Der Erlass der einstweiligen Anordnung ist hier erforderlich, um den Lebensunterhalt der Antragstellerin zu sichern. Der Senat hat insoweit bereits wiederholt entschieden, dass der Erlass der begehrten Anordnung auf Gewährung von Leistungen nach § 2 Asylbewerberleistungsgesetz (AsylbLG) dann nicht mit der Begründung versagt werden kann, es liege kein Anordnungsgrund vor, wenn der Anordnungsanspruch nach dem Ergebnis der summarischen Prüfung nicht zweifelhaft ist (vgl. Beschlüsse des Senats vom 23.01.2006, Az.: L 20 B 15/05 AY ER; und 15.03.2006, Az. L 20 B 8/06 AY ER).

Hinsichtlich des Anordnungsanspruchs greift die Argumentation der Antragsgegnerin, die ausdrücklich und wiederholt erklärte Weigerung der Antragstellerin, bei der Beschaffung (iranischer) Reisedokumente mitzuwirken, rechtfertige die Annahme einer rechtsmissbräuchlichen Beeinflussung der Dauer ihres Aufenthalts im Sinne des 2 Asylbewerberleistungsgesetz (AsylbLG), aufgrund der besonderen Umstände des Einzelfalles zu kurz.

Der Senat teilt die Auffassung des SG, dass der Rechtsmissbräuchlichkeit nach der im Verfahren des einstweiligen Rechtsschutzes gebotenen summarischen Prüfung bereits der Umstand entgegensteht, dass die Antragstellerin derzeit beim Verwaltungsgericht (VG) Gelsenkirchen (Az.: ...), eine gegen die Bundesrepublik Deutschland gerichtete Klage betreibt, mit der sie in der Folge eines Wiederaufgreifensantrages verbunden mit dem Antrag auf Feststellung von Abschiebungshindernissen nach § 53 Abs. 2 und 4 Ausländergesetz (AuslG) vom 07.05.2004 jetzt das Vorliegen der Voraussetzungen des § 60 Abs. 2 - 7 AufenthG festzustellen begehrt.

Für dieses Verfahren hat das VG Gelsenkirchen mit Beschluss vom 26.11.2005 Prozesskostenhilfe (PKH) bewilligt und ist in weitere Ermittlungen, eingetreten.
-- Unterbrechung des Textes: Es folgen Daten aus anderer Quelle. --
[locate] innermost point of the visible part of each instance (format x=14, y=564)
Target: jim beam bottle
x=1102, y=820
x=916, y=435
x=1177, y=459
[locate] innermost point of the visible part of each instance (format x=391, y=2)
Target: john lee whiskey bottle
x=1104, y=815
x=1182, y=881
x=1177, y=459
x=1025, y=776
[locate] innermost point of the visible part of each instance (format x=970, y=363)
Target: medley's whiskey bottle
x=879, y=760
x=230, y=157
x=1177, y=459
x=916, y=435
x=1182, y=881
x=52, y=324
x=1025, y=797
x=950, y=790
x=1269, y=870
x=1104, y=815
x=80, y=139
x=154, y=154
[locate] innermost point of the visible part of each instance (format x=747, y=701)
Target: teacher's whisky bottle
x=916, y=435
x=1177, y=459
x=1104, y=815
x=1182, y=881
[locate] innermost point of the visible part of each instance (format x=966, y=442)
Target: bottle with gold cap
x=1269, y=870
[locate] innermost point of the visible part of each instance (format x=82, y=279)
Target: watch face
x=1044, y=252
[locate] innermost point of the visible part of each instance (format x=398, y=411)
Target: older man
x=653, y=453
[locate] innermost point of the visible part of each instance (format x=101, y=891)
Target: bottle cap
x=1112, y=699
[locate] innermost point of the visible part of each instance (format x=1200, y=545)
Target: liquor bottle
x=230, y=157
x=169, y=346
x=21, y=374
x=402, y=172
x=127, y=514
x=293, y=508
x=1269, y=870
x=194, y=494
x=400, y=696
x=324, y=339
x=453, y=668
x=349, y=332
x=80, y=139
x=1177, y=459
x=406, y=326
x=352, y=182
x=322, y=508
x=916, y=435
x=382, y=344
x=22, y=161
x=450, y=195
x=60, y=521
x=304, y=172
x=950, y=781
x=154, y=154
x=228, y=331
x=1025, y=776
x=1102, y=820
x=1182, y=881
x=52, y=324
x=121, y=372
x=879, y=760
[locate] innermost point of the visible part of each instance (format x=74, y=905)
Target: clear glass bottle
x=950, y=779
Damit kann nicht davon ausgegangen werden, dass der verwaltungsgerichtlichen Klage von vornherein jede Aussicht auf Erfolg abgesprochen werden kann.

Angesichts dieser Umstände erscheint die Annahme eines rechtsmissbräuchlichen Verhaltens der Antragstellerin auch unter dem Gesichtspunkt der Zumutbarkeit der an sich gebotenen Mitwirkungshandlung (vgl. § 82 AufenthG) nicht gerechtfertigt (vgl. auch GK-AsylbLG, Loseblattsammlung Stand November 2005, § 1 a RdNr. 131 unter Verweis auf VG Frankfurt, Beschluss vom 02.06.1999, Az.: 3 G 757/99).

Daher kann dahin stehen, ob das bisherige Verhalten der Antragstellerin für die Dauer des Aufenthalts in der Bundesrepublik Deutschland überhaupt beeinflusst hat. Insoweit reicht es nämlich nicht aus, dass die Antragstellerin ein abstrakt für die Verlängerung geeignetes Verhalten an den Tag legt, wenn sich dieses konkret aufgrund anderer Umstände als zur Beeinflussung der Dauer des Aufenthalt ungeeignet erweist, etwa weil eine Ausreise aus von ihr nicht im Sinne des § 2 AsylbLG zu vertretenden Gründen nicht möglich ist.

Dass schließlich ein rechtsmissbräuchliches Verhalten im Sinne von § 2 Abs. 1 AsylbLG nicht alleine in dem Umstand gesehen werden kann, dass die Antragsteller bisher nicht freiwillig ausgereist sind, hat der Senat bereits wiederholt - auch in die Antragsgegnerin betreffenden Rechtsstreiten - entschieden. Zur Vermeidung von Wiederholungen wird auf die Ausführung im Beschluss vom 23.01.2006 (a.a.O) verwiesen (vgl. auch LSG Niedersachsen-Bremen, Urteil vom 20.12.2005, Az.: L 7 AY 51/05; LSG Sachsen-Anhalt, Beschluss vom 07.03.2006, Az. L 8 B 13/05 AY ER -; OVG Bremen, Beschluss vom 09.09.2005, Az.: 2 B 177/05). Der Senat hat keine Veranlassung, von seiner ständigen Rechtsprechung abzugehen.